The species can be found in eastern Siberia as well as in Yakutia, the Altai Mountains and northern Mongolia. Apart from beauty and grace, according to scientists, Siberian brown bears also have something special in their saliva: the microorganism Bacillus pumilus, which are used to produce the antibiotic, amicoumacin A.
This medicine has proven to be highly effective against another dangerous bacteria, Staphylococcus aureus, a cause of many human diseases.
To test the bears, fearless scientists from the Institute of Bioorganic Chemistry in Russia had to first catch them in the Siberian taiga. Then their saliva was tested with help from colleagues at Yale University in the U.S.

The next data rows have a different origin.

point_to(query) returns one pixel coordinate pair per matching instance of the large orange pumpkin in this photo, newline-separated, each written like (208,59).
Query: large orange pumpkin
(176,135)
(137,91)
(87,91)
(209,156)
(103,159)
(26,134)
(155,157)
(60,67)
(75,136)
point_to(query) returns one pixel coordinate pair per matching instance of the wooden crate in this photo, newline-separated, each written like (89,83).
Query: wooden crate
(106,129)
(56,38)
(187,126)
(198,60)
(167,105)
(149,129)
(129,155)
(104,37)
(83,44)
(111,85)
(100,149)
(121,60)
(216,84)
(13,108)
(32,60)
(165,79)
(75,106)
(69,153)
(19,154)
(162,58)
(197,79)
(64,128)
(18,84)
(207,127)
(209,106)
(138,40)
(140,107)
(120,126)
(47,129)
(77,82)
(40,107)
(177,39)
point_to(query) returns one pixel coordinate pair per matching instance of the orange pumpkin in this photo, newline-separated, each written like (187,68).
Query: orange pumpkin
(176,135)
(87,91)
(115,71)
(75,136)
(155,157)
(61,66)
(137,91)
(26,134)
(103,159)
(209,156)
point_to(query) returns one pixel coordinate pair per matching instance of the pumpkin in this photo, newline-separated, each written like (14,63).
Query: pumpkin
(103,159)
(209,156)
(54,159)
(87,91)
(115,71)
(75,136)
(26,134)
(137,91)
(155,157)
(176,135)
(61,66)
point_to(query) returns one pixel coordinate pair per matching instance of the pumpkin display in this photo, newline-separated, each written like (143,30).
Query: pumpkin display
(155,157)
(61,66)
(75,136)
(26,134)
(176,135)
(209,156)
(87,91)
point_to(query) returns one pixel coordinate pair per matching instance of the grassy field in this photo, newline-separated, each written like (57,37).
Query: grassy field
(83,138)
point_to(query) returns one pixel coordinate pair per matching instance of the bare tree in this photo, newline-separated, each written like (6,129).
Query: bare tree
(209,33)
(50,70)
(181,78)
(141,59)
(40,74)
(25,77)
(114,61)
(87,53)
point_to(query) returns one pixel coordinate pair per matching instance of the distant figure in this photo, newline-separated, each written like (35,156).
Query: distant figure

The scientists weren’t looking for antibiotics in bear saliva: their research was part of a major project on the wild animal microbiome, which means their entire community of microorganisms.
According to scientists, Staphylococcus aureus often develops resistance to medicines. That’s why the unexpected discovery of a new antibiotic is so important.
In addition to helping develop new methods of treatment, the research will help scientists to understand the mechanisms of antibiotic resistance.
“The ability of wild animals to thrive while surrounded by aggressive microorganisms might be partially mediated by their microbiota, making this kind of microbiota a potentially attractive niche for the targeted screening of antibiotics and prospective probiotic strains,” scientists said.